Она, кажется, поняла, почему он так спросил ее.

— Если хочешь знать правду, то скорее не он что-то делает со мной, а я с ним.

— Хорошо. Делай со мной то, что ты делаешь с ним.

Он увидел, как «Синеокая Стафилея» в полный рост выпрямилась над ним, расставив ноги так, что изящными лодыжками касалась его бедер, и медленно, чуть подрагивая неправдоподобно большими грудями, начала приседать, неотвратимо, как сама судьба, приближаясь и приближаясь к нему…

Трижды «Стафилея» незаметно переворачивала песочные часы, и трижды бесшумная струйка отсчитывала время, в течение которого Сострат чувствовал себя не простолюдином, а самым настоящим аристократом.
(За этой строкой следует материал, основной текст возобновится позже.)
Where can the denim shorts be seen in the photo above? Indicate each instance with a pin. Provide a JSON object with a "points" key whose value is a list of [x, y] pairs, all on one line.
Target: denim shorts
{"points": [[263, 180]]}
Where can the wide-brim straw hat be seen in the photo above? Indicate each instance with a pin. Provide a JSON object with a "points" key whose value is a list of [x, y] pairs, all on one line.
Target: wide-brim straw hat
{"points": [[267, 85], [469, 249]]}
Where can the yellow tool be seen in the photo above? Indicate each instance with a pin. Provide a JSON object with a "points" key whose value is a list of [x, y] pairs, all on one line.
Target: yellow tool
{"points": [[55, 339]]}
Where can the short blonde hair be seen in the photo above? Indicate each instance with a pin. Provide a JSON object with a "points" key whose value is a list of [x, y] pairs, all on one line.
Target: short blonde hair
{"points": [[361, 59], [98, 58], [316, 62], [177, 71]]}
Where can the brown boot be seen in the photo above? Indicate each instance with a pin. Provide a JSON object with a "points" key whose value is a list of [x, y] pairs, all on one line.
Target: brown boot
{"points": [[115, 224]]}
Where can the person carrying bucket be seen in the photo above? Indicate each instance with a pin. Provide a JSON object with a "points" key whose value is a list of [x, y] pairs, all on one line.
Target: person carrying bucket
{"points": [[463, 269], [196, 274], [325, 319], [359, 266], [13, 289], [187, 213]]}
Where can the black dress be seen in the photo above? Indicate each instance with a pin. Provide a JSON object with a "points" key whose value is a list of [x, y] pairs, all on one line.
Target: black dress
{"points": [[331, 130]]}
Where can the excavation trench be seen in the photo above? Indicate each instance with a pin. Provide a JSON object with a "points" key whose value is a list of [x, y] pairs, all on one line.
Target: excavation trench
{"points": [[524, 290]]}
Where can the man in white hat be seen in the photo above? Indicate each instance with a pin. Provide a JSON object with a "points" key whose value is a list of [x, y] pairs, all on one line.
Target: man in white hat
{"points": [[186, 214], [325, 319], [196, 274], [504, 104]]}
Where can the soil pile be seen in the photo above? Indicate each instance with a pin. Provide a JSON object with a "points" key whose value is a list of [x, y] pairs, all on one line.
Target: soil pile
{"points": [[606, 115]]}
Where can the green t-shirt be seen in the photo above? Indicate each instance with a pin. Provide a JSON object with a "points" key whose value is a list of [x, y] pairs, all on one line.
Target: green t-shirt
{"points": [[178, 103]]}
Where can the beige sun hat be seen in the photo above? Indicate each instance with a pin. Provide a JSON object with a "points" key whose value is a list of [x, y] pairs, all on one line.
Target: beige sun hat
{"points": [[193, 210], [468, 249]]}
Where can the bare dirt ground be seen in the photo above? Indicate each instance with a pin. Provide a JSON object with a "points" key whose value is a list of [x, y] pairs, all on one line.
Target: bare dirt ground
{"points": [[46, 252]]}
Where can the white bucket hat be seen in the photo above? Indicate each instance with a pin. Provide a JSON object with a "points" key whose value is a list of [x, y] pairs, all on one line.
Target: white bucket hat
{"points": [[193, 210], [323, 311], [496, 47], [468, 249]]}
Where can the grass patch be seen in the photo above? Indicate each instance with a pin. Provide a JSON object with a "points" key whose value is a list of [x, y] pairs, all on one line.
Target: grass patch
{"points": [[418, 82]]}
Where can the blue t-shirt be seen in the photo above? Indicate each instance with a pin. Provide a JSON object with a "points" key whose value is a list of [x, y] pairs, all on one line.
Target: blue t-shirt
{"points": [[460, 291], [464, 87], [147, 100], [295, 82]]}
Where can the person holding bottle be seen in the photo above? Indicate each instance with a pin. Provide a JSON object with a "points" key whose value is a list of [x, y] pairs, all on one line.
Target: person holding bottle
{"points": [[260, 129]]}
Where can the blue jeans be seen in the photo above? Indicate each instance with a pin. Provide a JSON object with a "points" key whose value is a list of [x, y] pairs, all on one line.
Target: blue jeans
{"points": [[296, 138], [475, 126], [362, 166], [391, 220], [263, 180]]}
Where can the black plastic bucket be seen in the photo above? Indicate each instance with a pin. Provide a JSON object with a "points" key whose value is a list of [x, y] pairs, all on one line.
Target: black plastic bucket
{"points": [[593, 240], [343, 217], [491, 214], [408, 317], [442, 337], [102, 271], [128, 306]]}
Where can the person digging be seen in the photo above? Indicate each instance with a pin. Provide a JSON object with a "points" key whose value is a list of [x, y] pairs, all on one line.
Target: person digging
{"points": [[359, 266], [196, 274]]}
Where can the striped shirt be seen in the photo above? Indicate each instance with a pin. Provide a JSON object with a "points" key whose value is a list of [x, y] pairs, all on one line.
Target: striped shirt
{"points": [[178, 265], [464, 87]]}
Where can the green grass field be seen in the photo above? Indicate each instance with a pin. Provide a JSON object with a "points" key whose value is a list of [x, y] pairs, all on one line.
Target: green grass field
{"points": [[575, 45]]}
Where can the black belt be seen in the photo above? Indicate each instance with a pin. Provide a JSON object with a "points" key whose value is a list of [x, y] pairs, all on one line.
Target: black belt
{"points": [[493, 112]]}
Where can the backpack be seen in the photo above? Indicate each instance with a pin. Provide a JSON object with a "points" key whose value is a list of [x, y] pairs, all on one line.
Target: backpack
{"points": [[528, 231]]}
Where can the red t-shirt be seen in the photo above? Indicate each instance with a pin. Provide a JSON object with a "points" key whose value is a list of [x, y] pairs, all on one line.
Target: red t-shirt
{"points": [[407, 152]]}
Ради этого стоило расстаться с тремя золотыми статерами…

ГЛАВА X

— Как ты думаешь, что получится из нашего мальчика, когда он вырастет? — Аспасия устремила на Перикла задумчивый взгляд прекрасных темно-карих глаз, которые из-за ослепительной белизны кожи казались почти черными, потом перевела их на сына, который в самом конце перистиля так увлекся панкратием[133]со своим воспитателем Исократом, что по-настоящему колотил его своими маленькими крепкими кулачками. Когда мальчик родился, именно Аспасия настояла, чтобы он был назван Периклом — в честь знаменитого отца.

Никогда прежде Аспасия не позволяла себе спросить мужа о том, что в зрелой жизни ждет ее единственного сына, однако об этом она думала постоянно. И мало что утешительного приходило в ее умную голову — сын первого из афинян никогда не будет свободным полноправным афинянином, потому что рожден от иностранки. И это, конечно, казалось ей глубоко несправедливым. Да, собственно, так и было на самом деле.

Перикл только-только возвратился из народного собрания и по тому, что он не расслышал ее вопроса — а случалось это с ним крайне редко, Аспасия поняла, что он еще не отошел от бушевавших там страстей. Вообще-то в последнее время он все чаще бывал угрюм, замкнут и малоразговорчив. И тогда Аспасия чувствовала к нему острую жалость — наверное, спокойных дней, покуда жив, не предвидится вовсе. Хотя Перикла нельзя представить себе вне событий, вне политики — он станет тогда похож на рыбу, выброшенную на берег.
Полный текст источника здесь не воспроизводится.